Drug rep toys reviewed, but one big one’s missing!

Here’s a blog that Shelley discovered and that I’ve been meaning to mention for a week now: Drug Rep Toys.

Yep, it’s a blog whose purpose is to review and rate the various bits of swag that drug reps hand out to us doctors in the hopes that (I guess) we’ll prescribe or use their products. It’s mostly pens and lights, though. He’s missing some of the–shall we say?–over the top toys. For example, remember this post from long ago?

Yes! It’s the very first time our intrepid blog mascot appeared, way back in December 2004, when I posted a picture of the stuffed EneMan doll and the multiple EneMan Christmas ornaments. One has to wonder what Nathan would think of the various EneMan chotchkies that exist, and perhaps I should e-mail him a few pictures.

However, I might have to be careful. The latest EneMan photo is, I’m afraid, rather disturbing. No, it’s very disturbing. In fact, I’d have to say that it probably isn’t work-safe, which is why I’m posting it on the weekend. Really. You’ve been warned.

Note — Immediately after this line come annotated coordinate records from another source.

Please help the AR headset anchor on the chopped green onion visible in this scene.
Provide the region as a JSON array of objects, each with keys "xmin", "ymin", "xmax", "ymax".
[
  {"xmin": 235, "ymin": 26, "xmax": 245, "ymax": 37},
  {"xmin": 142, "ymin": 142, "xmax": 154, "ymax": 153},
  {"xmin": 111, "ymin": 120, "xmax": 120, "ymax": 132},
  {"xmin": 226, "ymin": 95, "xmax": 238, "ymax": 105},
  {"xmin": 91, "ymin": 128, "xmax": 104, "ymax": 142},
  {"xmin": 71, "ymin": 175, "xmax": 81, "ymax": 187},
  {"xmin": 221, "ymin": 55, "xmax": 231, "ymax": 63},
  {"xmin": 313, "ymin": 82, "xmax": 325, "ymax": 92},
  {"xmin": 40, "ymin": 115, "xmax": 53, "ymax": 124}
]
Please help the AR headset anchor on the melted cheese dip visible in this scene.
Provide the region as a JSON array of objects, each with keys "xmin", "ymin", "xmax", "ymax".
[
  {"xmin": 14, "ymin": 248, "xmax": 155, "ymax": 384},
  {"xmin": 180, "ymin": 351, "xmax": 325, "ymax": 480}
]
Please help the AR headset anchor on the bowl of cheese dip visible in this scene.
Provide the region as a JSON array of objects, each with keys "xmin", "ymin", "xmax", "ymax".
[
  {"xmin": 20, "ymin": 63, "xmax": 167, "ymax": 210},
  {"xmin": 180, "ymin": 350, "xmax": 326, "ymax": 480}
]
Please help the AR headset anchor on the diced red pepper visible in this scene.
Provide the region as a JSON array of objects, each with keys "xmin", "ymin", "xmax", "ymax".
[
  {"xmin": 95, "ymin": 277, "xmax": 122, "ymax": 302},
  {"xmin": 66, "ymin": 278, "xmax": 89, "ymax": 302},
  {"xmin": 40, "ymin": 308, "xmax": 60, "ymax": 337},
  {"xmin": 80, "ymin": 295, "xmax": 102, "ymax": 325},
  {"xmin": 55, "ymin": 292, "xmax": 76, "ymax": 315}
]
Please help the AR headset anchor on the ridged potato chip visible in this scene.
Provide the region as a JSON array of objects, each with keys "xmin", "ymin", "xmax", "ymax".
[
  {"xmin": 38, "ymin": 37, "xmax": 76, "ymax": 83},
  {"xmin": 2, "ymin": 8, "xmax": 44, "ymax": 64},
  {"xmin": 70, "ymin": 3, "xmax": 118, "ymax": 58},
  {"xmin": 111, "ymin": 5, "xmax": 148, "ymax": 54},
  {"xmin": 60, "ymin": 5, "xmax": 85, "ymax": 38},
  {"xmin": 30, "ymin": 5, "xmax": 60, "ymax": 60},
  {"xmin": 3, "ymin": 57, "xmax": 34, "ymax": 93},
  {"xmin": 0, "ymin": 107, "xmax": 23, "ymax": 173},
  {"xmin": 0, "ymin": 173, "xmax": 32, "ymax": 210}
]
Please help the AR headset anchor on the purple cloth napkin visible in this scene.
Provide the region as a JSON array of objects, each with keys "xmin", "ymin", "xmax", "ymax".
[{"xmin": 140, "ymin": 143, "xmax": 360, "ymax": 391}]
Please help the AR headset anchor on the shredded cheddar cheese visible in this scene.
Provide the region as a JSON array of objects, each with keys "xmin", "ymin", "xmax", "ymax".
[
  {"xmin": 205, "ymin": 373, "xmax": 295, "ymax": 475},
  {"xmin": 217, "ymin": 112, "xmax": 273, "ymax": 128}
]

Don’t click on the link to see what’s below the fold if you’re easily offended or have a weak constitution.


I’m not joking.

I won’t be responsible for any heart attacks or strokes that occur as a result of viewing the image below.

Why are you still reading this?

I’m warning you: Don’t click on the link (or, if you accessed this article directly from a newsfeed or other source, don’t scroll down)!

Why are you still scrolling?


I warned you the image is highly disturbing!

I won’t be held responsible for any emotional trauma you may have suffered from viewing EneMan in the buff.